O Executivo da União de Freguesias da Póvoa de Santa Iria e Forte da Casa reafirmou esta terça-feira o compromisso de continuar a trabalhar “com total empenho e dedicação” em prol da população, na sequência da não aprovação do Plano e Orçamento para 2026 e da renúncia dos eleitos do PSD e da Iniciativa Liberal ao Executivo.

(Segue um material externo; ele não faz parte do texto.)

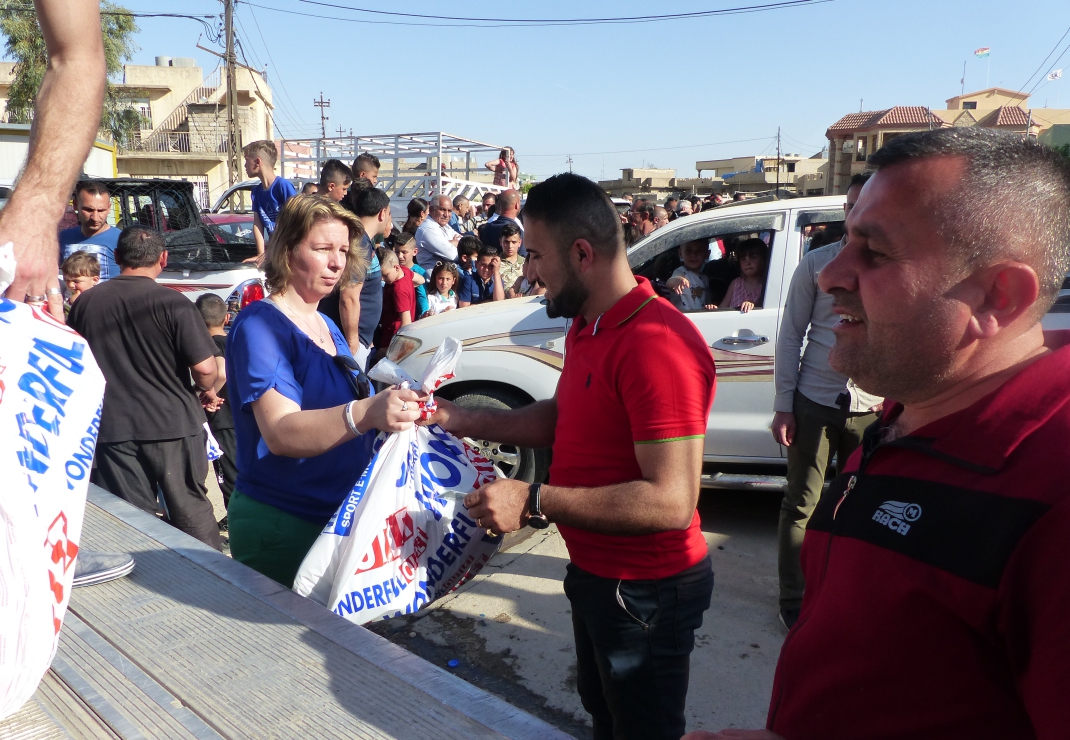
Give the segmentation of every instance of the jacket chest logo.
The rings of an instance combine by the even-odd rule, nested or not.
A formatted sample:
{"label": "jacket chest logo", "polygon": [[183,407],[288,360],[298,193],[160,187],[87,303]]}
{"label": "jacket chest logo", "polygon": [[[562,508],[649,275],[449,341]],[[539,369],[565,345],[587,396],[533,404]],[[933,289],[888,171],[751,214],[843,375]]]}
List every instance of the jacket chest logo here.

Em comunicado, a Junta presidida por António José Inácio recorda a legitimidade conferida pelos eleitores nas eleições de 12 de outubro de 2025 e garante que prossegue o trabalho diário e as conversações necessárias para a elaboração de uma nova versão do Plano e Orçamento para 2026, após a reprovação da proposta apresentada na Assembleia de Freguesia de 30 de dezembro.
O executivo reage ainda ao comunicado divulgado pelos eleitos do Partido Social Democrata e da Iniciativa Liberal, considerando que o mesmo contém “afirmações incorretas e infundadas”. A Junta critica igualmente a utilização do brasão da União de Freguesias num texto de natureza partidária, sublinhando que tal prática não deve ocorrer.

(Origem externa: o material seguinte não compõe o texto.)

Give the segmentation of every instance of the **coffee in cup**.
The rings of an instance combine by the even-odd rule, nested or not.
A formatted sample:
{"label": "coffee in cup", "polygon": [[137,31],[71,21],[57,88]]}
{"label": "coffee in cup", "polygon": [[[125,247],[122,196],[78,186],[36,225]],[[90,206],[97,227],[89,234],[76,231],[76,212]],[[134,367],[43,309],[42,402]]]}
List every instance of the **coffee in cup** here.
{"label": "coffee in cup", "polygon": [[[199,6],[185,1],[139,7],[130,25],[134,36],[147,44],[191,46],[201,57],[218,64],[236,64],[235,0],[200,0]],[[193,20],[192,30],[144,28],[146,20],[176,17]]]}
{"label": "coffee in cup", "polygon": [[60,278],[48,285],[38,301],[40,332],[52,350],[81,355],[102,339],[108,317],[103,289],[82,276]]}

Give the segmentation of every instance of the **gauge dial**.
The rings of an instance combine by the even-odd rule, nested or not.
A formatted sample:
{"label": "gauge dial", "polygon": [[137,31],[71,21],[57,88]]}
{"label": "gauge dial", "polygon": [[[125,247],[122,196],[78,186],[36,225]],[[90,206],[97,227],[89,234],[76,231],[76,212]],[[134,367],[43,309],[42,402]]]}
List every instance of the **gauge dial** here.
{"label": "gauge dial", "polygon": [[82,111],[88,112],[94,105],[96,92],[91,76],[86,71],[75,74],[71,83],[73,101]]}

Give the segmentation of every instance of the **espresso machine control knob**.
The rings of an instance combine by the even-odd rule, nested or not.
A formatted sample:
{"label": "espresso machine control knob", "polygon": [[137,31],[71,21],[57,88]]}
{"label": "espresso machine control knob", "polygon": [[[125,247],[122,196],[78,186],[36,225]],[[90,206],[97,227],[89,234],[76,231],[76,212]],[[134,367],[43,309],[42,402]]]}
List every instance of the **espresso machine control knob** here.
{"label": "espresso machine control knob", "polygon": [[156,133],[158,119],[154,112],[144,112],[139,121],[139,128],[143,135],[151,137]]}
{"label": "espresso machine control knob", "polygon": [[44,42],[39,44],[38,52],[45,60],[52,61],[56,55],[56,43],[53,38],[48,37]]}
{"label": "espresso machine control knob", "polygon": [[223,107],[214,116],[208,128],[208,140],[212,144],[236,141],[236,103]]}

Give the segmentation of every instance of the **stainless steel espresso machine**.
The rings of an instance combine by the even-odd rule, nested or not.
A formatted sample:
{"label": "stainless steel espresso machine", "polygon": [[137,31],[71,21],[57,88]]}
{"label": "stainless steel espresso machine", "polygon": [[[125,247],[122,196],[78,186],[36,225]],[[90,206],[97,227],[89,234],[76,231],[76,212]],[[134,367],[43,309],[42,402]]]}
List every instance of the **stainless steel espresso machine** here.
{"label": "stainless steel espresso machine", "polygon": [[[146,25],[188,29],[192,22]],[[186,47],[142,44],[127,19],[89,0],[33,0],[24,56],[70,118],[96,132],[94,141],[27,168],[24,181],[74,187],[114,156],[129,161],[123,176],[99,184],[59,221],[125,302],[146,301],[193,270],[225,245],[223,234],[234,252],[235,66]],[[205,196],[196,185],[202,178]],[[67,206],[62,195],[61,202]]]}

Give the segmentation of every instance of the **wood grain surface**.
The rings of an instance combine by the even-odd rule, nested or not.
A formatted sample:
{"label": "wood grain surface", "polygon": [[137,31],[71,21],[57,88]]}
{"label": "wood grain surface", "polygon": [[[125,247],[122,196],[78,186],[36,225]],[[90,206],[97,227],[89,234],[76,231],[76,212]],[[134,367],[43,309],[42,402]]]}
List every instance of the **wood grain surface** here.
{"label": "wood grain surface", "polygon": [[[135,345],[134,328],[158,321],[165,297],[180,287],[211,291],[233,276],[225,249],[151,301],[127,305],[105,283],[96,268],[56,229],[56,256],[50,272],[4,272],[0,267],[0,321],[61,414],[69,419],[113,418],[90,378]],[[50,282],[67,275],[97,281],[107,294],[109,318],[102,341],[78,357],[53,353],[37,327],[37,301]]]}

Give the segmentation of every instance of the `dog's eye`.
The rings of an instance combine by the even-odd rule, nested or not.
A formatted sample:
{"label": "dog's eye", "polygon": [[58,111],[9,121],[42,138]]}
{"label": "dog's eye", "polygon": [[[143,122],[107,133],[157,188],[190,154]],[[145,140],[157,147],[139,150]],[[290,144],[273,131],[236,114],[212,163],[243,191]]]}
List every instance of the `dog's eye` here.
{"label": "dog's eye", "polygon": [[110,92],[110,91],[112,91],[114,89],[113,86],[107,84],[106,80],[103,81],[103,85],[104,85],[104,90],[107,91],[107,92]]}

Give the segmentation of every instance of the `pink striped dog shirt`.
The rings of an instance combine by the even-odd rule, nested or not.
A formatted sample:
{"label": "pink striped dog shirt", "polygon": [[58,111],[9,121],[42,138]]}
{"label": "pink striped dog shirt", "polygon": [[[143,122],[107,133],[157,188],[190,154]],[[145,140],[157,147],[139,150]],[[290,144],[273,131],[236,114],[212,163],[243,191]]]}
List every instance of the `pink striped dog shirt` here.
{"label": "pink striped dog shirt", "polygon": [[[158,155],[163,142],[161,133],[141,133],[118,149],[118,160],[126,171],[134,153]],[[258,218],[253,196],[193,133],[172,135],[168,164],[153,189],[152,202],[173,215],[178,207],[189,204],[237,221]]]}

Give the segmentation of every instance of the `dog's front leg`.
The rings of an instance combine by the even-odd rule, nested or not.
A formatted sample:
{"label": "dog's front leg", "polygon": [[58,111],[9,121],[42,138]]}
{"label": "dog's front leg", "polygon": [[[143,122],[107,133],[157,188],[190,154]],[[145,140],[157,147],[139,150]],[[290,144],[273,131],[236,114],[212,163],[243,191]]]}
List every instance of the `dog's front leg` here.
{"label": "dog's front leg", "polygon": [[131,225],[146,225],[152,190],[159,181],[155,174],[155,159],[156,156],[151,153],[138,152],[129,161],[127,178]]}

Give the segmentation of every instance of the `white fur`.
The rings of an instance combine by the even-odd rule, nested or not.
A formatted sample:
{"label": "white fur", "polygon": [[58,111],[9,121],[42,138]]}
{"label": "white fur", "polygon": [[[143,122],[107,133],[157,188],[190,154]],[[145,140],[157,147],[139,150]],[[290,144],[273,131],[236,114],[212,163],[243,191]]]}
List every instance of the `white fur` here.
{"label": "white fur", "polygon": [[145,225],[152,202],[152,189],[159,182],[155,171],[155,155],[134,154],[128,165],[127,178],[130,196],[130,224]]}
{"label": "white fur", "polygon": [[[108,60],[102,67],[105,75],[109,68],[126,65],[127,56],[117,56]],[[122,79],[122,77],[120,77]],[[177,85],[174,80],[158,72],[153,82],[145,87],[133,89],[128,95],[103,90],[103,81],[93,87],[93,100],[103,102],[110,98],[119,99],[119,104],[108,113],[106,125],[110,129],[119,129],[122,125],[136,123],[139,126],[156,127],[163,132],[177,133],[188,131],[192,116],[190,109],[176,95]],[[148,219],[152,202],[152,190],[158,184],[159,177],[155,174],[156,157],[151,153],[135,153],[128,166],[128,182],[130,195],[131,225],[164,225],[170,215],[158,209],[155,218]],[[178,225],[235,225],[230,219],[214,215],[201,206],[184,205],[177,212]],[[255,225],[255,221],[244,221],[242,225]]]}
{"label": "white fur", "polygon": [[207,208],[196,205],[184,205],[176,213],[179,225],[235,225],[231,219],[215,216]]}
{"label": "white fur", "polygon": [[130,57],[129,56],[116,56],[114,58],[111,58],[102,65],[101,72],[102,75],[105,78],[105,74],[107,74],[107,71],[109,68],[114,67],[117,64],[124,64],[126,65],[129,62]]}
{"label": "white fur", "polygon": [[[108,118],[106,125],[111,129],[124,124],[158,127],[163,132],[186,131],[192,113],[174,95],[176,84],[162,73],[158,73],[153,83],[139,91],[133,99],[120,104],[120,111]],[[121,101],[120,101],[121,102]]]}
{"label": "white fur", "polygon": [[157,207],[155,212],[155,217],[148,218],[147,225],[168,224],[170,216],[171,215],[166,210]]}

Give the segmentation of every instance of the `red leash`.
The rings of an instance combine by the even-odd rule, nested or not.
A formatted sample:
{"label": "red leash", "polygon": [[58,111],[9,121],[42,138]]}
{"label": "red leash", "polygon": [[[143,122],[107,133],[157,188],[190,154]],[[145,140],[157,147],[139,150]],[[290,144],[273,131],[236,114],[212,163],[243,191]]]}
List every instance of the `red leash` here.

União de Freguesias mantém disponibilidade para trabalhar e procurar entendimentos
No mesmo texto, a liderança da União de Freguesias afirma manter a disponibilidade para trabalhar e procurar entendimentos “com todos os que estiverem por bem”, apelando à união na ação em benefício da população da Póvoa de Santa Iria e Forte da Casa
A posição da Junta surge depois de os eleitos do PSD e da Iniciativa Liberal terem votado contra o Plano e Orçamento e anunciado a renúncia aos respetivos cargos no Executivo, formalizando uma rutura política com a liderança de António Inácio, eleito pelo movimento independente “António Inácio – Póvoa Mais Forte”.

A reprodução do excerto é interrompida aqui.